Cool—who wouldn’t want free tuition? But did we have to bar immigrants to do this?
Our "polite" version of nationalism is creeping into public policy and how we think about immigrants and each other.
These measures won’t stop Canadians' increasingly negative view of immigration. During tough times, we look for someone to blame. Many of our politicians are saying, “Don’t blame me! Blame immigrants and temporary workers!”
But just in case you forgot, Canada is a country built on immigration. Unless you are a member of an Indigenous community, we are settlers in this country. And with fewer children being born, we rely on immigrants to keep our economy going. So, as we slash immigration, who’s going to do the work?
Who’s going to pick our fruit? It’s poorly paid, poorly treated temporary workers from Jamaica and Mexico doing that back-breaking work.

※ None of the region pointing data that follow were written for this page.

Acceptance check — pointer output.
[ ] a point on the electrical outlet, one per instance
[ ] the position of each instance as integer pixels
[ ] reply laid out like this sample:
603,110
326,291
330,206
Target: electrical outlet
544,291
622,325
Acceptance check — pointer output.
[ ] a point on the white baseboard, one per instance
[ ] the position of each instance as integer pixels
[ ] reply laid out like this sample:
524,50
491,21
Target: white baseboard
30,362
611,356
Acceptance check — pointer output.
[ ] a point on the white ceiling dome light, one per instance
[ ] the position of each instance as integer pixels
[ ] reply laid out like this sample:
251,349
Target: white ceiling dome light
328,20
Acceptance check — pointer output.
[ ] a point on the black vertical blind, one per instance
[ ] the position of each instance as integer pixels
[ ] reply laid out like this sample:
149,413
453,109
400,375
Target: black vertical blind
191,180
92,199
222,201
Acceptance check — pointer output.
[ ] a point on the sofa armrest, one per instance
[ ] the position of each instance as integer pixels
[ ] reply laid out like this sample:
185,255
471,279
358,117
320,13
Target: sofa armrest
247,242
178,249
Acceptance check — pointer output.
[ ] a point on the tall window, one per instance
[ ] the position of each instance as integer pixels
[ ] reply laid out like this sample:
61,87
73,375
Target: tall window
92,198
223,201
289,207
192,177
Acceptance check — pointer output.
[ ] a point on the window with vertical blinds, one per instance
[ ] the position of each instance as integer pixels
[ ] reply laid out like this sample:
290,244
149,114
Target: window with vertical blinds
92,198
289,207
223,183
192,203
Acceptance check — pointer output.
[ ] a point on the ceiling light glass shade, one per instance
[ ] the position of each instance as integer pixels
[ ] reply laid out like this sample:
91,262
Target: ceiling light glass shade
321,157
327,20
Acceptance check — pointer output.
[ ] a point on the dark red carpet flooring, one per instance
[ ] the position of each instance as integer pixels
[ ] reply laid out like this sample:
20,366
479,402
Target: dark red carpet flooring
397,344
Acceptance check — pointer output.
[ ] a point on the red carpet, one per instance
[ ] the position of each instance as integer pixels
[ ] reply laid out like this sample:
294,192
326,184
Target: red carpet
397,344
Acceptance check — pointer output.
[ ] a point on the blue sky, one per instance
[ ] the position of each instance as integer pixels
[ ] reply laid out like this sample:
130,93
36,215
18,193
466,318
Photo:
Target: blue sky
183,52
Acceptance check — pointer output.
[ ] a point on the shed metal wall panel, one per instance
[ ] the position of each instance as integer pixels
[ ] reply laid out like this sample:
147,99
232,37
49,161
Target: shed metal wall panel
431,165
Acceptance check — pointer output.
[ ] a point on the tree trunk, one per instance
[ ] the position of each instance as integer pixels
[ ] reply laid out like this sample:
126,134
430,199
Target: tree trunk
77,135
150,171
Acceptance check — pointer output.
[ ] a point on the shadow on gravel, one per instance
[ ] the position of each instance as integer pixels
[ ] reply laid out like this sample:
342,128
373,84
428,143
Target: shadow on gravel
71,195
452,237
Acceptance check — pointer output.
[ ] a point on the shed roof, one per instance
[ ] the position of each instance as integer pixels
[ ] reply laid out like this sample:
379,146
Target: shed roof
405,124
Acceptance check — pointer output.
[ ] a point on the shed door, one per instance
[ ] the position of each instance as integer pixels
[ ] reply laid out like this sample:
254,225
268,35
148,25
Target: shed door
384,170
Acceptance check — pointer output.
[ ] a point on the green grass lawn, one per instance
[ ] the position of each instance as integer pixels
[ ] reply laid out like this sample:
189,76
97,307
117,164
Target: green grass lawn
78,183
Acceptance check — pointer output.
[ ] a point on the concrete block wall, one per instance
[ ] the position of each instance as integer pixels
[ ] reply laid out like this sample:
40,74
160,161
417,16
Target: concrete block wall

Yes, we have a housing shortage, but is it really immigrants driving up rents and housing prices? Or is it investors buying up properties? Or developers not building affordable housing?
Are immigrants taking Canadian jobs, or are corporations turning to the gig economy for cheaper labour?
Are immigrants changing Canadian culture for the worse—or are they enriching it? When my parents came here in the 1960s, people complained that Caribbean immigrants would “negatively” impact Canadian culture, but we only added to it.
Canada has its problems: everything’s more expensive and a lot of us are struggling. But blaming immigrants is a slippery slope and we should know better than to slide down there. If we do, are we any better than our cousins south of the border? Nope, just more polite.